Ищи меня в отражениях - стр. 1
Глава 1
Обычно раннее детство вспоминается смутно. Из тумана памяти проступают неясные очертания лиц, а события кажутся странными и нелогичными, как во сне. Но мое первое детское воспоминание – очень яркое, будто добавили цвета и резкости в картинку, усилили звук и обострили запахи. Вот я сижу на кровати, застеленной ослепительно белой простыней. За большими окнами в рамах с облупившейся краской шелестит зеленая листва. Ветви дерева глухо постукивают в стекло, а на коричневом кафеле пола играют солнечные блики. Я держу старого плюшевого зайца. Его мне только что дала женщина в белом халате. У нее добрая улыбка и глаза как блюдца, за толстыми стеклами очков. Она то просит показать ей язык, то рассматривает мои ладони и ступни, то мягко трогает за запястье и задумчиво шевелит губами. Еще одна женщина моет пол, что-то рассеянно напевая под нос. Вдруг из коридора доносятся крики и тяжелая поступь быстрых шагов. Дверь распахивается и бьётся о стену с такой силой, что кусок штукатурки падает и пыльно разбивается о влажный пол.
На пороге высокий мужчина, всклокоченный и худой. Его взгляд, полный страдания, лихорадочно мечется по комнате и останавливается на мне. Я помню этот пугающий взгляд и чувствую, как дрожь пробегает по телу. Страшный человек с хрипом бросается вперед. Женщина в очках хватает меня и прикрывает собой, другая пытается преградить безумцу путь. Появляются еще люди: пара мужчин в зеленой униформе и совсем молоденькая медсестра, которая визжит что-то невнятное. Сумасшедшего хватают и волокут назад в коридор. Тот отчаянно сопротивляется и хрипит проклятия. В последнем бешеном порыве сумасшедший кричит, выплевывая каждое слово с каплями слюны: “Он монстр! Он убил свою мать! Он и вас убьёт! Да послушайте же! Вы ничего не понимаете! Его надо изолировать! Нет! Его надо уничтожить!”. Я до сих пор слышу отчаянные вопли моего отца. Помню каждое слово. В мельчайших деталях вижу мутные, в красных венках глаза, словно было только вчера, а не одиннадцать лет назад. И это воспоминание – все, что знаю об отце. Он умер через три месяца в психиатрической лечебнице. Так мне сказали потом. Маму не помню вообще.
Глава 2
Ведут в школу, как малолетку. А ведь мне четырнадцать, мог бы и сам разобраться. Просто в обычную школу ходить не доводилось.

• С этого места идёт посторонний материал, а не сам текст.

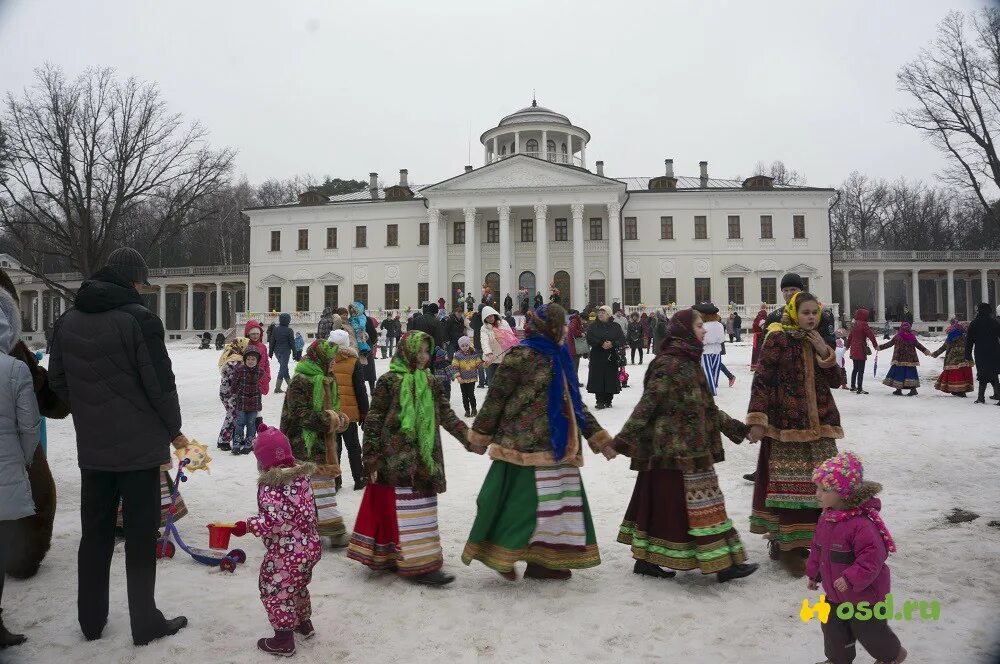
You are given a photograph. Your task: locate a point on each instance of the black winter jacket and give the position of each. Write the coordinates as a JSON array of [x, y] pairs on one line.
[[110, 364]]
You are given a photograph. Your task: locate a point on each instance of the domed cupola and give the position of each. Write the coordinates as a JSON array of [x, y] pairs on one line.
[[538, 132]]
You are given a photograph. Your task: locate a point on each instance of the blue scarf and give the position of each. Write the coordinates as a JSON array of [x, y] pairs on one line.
[[562, 366]]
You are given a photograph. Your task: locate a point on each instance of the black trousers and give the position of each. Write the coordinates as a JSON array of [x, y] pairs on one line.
[[353, 442], [139, 492], [468, 395], [858, 374]]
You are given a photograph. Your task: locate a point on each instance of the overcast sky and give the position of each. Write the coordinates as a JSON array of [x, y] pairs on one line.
[[336, 88]]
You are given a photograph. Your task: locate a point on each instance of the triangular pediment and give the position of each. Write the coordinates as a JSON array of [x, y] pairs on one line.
[[521, 172]]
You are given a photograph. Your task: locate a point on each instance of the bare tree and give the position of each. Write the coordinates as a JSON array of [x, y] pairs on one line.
[[956, 86], [98, 162]]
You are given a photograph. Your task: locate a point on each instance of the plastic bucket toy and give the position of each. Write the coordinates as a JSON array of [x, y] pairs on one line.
[[218, 535]]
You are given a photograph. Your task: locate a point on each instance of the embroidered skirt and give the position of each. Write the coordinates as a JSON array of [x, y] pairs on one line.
[[784, 496], [397, 530], [902, 377], [956, 380], [678, 520], [533, 514]]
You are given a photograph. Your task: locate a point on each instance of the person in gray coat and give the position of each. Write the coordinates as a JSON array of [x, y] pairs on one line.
[[20, 427]]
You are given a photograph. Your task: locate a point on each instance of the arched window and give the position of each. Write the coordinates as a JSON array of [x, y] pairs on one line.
[[527, 282]]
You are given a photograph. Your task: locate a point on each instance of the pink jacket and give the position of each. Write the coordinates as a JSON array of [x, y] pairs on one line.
[[265, 363], [853, 549]]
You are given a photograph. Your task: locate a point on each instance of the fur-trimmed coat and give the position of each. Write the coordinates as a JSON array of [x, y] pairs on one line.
[[791, 394], [514, 421], [676, 424], [388, 454]]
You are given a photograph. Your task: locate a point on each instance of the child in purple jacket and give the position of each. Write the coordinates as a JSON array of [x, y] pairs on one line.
[[848, 556]]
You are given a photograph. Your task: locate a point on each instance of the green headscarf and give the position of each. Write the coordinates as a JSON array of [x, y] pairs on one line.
[[313, 368], [417, 418]]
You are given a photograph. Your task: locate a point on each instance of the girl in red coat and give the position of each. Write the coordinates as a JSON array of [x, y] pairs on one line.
[[857, 344]]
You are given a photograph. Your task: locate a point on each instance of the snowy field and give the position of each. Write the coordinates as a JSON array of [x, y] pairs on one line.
[[932, 453]]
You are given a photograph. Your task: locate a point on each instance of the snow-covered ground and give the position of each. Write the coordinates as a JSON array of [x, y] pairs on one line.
[[932, 453]]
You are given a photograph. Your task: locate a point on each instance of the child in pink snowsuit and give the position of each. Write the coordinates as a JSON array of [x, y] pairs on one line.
[[287, 524]]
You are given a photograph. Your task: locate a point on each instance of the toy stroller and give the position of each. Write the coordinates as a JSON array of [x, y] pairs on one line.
[[165, 547]]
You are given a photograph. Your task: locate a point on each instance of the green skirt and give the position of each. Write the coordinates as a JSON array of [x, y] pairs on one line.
[[534, 514]]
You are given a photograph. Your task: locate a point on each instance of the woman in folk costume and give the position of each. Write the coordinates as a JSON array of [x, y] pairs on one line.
[[677, 515], [758, 335], [793, 413], [903, 373], [396, 528], [956, 378], [311, 419], [532, 506], [231, 358]]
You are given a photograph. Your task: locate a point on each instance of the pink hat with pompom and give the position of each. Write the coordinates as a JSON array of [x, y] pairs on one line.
[[272, 448]]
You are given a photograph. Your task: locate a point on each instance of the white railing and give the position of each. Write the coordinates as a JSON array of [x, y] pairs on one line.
[[892, 255]]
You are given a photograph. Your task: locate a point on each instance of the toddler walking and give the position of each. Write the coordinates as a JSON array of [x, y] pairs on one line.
[[848, 557], [287, 525]]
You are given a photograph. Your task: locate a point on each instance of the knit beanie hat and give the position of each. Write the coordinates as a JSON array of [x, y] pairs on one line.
[[272, 448]]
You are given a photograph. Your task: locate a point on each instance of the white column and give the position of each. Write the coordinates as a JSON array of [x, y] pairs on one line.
[[614, 253], [506, 286], [218, 306], [847, 290], [579, 278], [880, 282], [472, 259], [190, 307], [951, 294], [433, 255], [542, 276]]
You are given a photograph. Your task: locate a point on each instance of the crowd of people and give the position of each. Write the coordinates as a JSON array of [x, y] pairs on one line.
[[811, 502]]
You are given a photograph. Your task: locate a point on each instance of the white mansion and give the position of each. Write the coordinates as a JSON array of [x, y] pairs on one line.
[[534, 214]]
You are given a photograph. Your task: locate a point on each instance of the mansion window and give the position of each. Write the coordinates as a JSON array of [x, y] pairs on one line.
[[596, 228], [527, 230], [799, 226], [734, 227], [702, 289], [302, 298], [700, 229], [562, 230], [666, 228], [668, 291], [766, 227], [632, 292], [631, 229], [736, 290]]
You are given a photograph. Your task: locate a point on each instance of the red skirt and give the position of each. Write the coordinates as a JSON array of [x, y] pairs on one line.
[[955, 381]]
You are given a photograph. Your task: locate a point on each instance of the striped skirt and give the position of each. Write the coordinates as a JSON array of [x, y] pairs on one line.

Жил и учился по детским домам с такими же сиротами и детьми из неблагополучных семей. С нормальными детьми, у которых мамы и папы, куча личного барахла, карманные деньги на кино и мороженое, солнечные каникулы на морском берегу – с такими практически не общался. В детском доме Зауральска, куда меня занесло на этот раз, всего один класс начальной школы. Поэтому с сегодняшнего дня я новичок в стаде избалованных придурков. Мало того, что настроение с самого утра паршивое, а тут еще директор, Юрий Михайлович, ведет чуть ли не за ручку у всех на глазах и щебечет, не заткнешь. Вообще он мужик, кажется, неплохой. Хотя, что можно сказать о человеке за три дня знакомства? Поживем – увидим. Внешность у него очень колоритная: борода, как говорят, окладистая, и русые волосы, густые и длинные, почти до плеч. Ему бы майку с черепами да глаза подвести черным, неплохой байкер получится.
Он все пытается подбодрить, и не понимает, что нагнетает и делает только хуже.
– Это замечательная школа! Тебе обязательно понравится! Все наши ребята довольны. И друзья у тебя будут.
“Вот это вряд ли…” – подумал я. Вслух же промычал:
– Мм-м… да, конечно.
– Я уже договорился с Оксаной Николаевной. Тебя записали в 8-Г.
– Здорово… значит буду “Гэшкой”, – без энтузиазма ответил я.
Директор наконец-то оставил попытки меня разговорить. Все эти социальные работники сначала милые до приторности, и чем милее вначале, тем бóльшими сволочами оказываются впоследствии.
Но, честно говоря, злился я сейчас больше на себя, и ни директор, ни новая школа тут ни при чем. А все потому, что ноябрь – самый неурожайный на чувства месяц, и я уже которой день сижу на вынужденной диете. А когда голодный, контролировать себя невероятно сложно. Надеюсь, директор не заметил, что мои волосы за последние пять минут посветлели, а глаза поменяли цвет с темно-синего на серый. Усилием воли я попытался прекратить это безобразие. Теперь голова трещит, будто в ней кто-то бильярдные шары гоняет.